Behaviour Management
There is a lot of connection between brain function and behaviours, and about what kind of response to expect when a child has a meltdown or begins feeling what we call "big emotions". As each child is different, the methods in which we approach this behaviour also has to be different. Some children really just need you to give them a big hug to help them feel safe again. Some need space, but still want you to be near by. Others may even attempt to get as far away from us as possible! Each child will handle a big emotion differently, the same way we as adults do! The main difference is we have managed to find ways to regulate our emotions. We may recognise a big emotion in ourselves coming, and find something to do that will calm us down before we escalate.

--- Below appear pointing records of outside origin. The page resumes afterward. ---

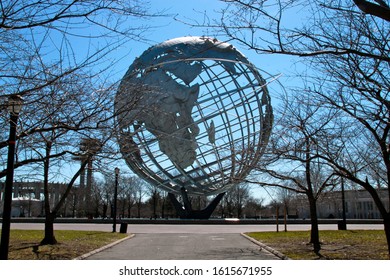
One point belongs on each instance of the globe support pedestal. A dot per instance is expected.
(185, 211)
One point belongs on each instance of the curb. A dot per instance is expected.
(86, 255)
(265, 247)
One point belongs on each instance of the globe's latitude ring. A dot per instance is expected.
(194, 114)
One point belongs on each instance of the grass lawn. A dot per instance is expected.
(336, 244)
(24, 244)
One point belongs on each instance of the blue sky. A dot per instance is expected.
(170, 26)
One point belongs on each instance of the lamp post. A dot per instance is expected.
(14, 106)
(115, 198)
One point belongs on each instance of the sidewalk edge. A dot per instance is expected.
(86, 255)
(265, 247)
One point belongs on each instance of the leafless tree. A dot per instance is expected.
(345, 48)
(52, 54)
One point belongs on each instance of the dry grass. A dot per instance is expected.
(24, 244)
(336, 245)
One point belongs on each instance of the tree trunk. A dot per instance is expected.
(314, 233)
(49, 230)
(386, 221)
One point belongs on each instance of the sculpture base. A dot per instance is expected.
(184, 211)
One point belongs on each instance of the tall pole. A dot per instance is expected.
(14, 105)
(115, 198)
(343, 204)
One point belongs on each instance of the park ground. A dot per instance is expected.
(336, 244)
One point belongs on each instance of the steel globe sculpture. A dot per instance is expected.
(194, 117)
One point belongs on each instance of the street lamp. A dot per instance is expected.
(14, 106)
(115, 198)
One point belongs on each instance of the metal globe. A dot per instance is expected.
(193, 114)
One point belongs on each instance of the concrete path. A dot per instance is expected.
(179, 246)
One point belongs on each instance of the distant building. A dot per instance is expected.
(28, 199)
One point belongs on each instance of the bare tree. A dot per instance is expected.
(66, 88)
(346, 53)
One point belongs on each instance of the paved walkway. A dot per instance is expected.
(170, 246)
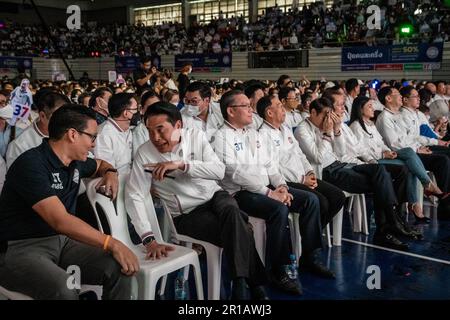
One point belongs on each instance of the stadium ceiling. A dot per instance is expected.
(92, 4)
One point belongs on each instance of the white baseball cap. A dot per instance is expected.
(6, 112)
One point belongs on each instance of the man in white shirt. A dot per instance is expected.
(140, 132)
(183, 170)
(397, 135)
(32, 136)
(320, 138)
(114, 140)
(352, 88)
(292, 163)
(199, 111)
(252, 177)
(290, 104)
(255, 92)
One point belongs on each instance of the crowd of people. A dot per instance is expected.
(309, 26)
(215, 154)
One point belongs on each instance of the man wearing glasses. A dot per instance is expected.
(398, 134)
(290, 104)
(254, 180)
(199, 111)
(31, 137)
(40, 238)
(115, 143)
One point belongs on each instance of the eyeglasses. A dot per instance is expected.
(242, 106)
(90, 135)
(194, 102)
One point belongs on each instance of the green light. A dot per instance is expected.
(406, 30)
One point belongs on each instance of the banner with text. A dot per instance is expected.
(205, 62)
(398, 57)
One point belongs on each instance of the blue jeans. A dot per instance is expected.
(417, 171)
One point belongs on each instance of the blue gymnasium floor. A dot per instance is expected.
(423, 273)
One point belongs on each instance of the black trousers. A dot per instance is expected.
(439, 164)
(331, 198)
(221, 222)
(276, 215)
(368, 178)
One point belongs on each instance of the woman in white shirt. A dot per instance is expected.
(367, 133)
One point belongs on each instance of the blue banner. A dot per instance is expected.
(16, 62)
(205, 62)
(125, 65)
(367, 58)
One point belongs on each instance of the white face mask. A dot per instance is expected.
(192, 110)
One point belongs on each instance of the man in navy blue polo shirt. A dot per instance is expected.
(40, 236)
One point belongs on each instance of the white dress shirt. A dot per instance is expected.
(413, 121)
(192, 187)
(293, 119)
(114, 146)
(249, 163)
(2, 173)
(213, 122)
(31, 137)
(319, 149)
(371, 140)
(395, 132)
(355, 152)
(140, 136)
(292, 162)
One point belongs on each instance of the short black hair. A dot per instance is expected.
(406, 91)
(228, 100)
(201, 87)
(146, 59)
(163, 108)
(281, 79)
(320, 104)
(147, 95)
(69, 116)
(250, 90)
(263, 104)
(49, 100)
(118, 103)
(284, 92)
(99, 92)
(385, 91)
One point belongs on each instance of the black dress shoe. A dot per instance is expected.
(240, 290)
(422, 220)
(286, 284)
(389, 241)
(317, 268)
(258, 293)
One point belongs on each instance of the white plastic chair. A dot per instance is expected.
(150, 270)
(213, 255)
(294, 229)
(357, 209)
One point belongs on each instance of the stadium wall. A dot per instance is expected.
(322, 63)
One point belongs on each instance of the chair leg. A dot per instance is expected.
(328, 236)
(163, 285)
(214, 264)
(198, 280)
(363, 210)
(337, 228)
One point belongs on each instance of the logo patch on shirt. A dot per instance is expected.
(57, 184)
(76, 176)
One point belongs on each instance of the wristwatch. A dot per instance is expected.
(148, 240)
(111, 170)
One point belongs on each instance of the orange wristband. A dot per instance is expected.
(105, 244)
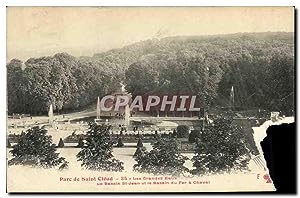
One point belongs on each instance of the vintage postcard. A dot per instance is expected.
(145, 99)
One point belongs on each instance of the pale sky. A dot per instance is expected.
(83, 31)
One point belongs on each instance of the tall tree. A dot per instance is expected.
(34, 147)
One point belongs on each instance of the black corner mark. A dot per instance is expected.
(279, 149)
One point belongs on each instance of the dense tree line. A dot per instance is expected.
(63, 80)
(260, 66)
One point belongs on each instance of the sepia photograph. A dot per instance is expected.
(149, 99)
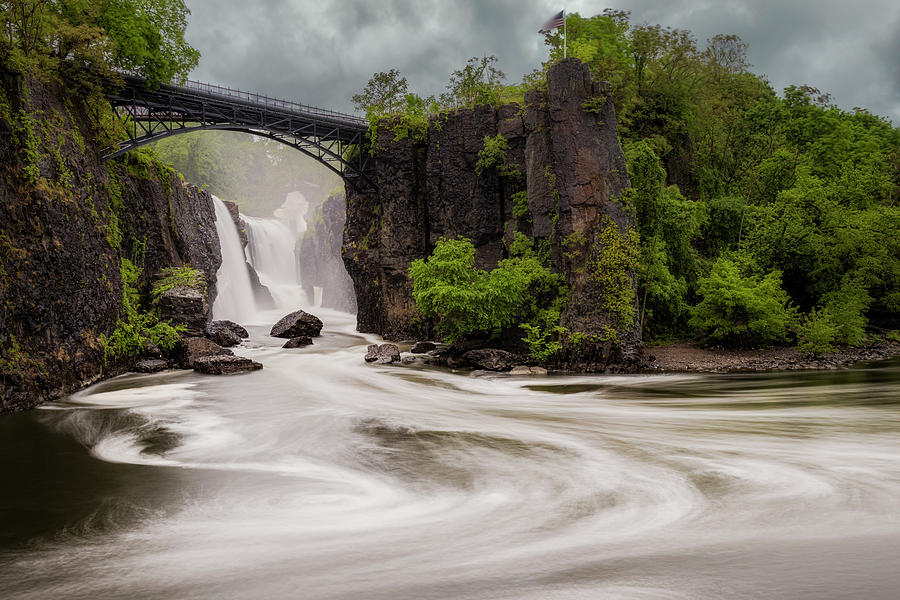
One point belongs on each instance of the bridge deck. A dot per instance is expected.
(325, 135)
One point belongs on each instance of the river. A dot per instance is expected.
(324, 477)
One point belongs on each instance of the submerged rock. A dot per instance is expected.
(225, 333)
(383, 354)
(296, 324)
(238, 329)
(192, 349)
(298, 342)
(151, 365)
(491, 359)
(225, 365)
(524, 370)
(422, 347)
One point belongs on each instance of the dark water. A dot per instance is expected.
(323, 477)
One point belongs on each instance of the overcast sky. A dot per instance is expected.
(321, 51)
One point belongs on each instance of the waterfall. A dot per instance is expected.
(271, 252)
(235, 299)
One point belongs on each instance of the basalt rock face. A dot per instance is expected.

Children, unfortunately, do not have this ability, and that's when they will depend on us to model appropriate ways to deal with their emotions. We may point out that we can tell how they are feeling based on expression or their tone of voice ("I can see by your frown and hear by your shouting voice that you are very frustrated and angry right now"). We will then validate those feelings, because they are that child's honest response to the situation (I would be angry if someone took something from me too). Finally, when they are ready, we can work on a solution (Let's tell them how you feel and see if we can work out a way to share it). Often, a child's emotions can make us as adults feel a little frustrated or even upset that we don't know how exactly to help them. Whenever this happens to me personally, I try to remember two important things about children under 6;
Behaviour is COMMUNICATION. They do not yet posses that capacity to understand why they are feeling that way they are, and definitely not how to put those feelings into words. They are trying to tell me how they feel through they only way they know how- reacting.
We need to be the calm in their chaos. Easier said than done sometimes! But it is true - meeting their anger with your own frustration is not going to solve how they are feeling. Mostly I try to remember that being a little child trying to understand how the world works can be hard! They need our help, our guidance and most importantly our never ending love!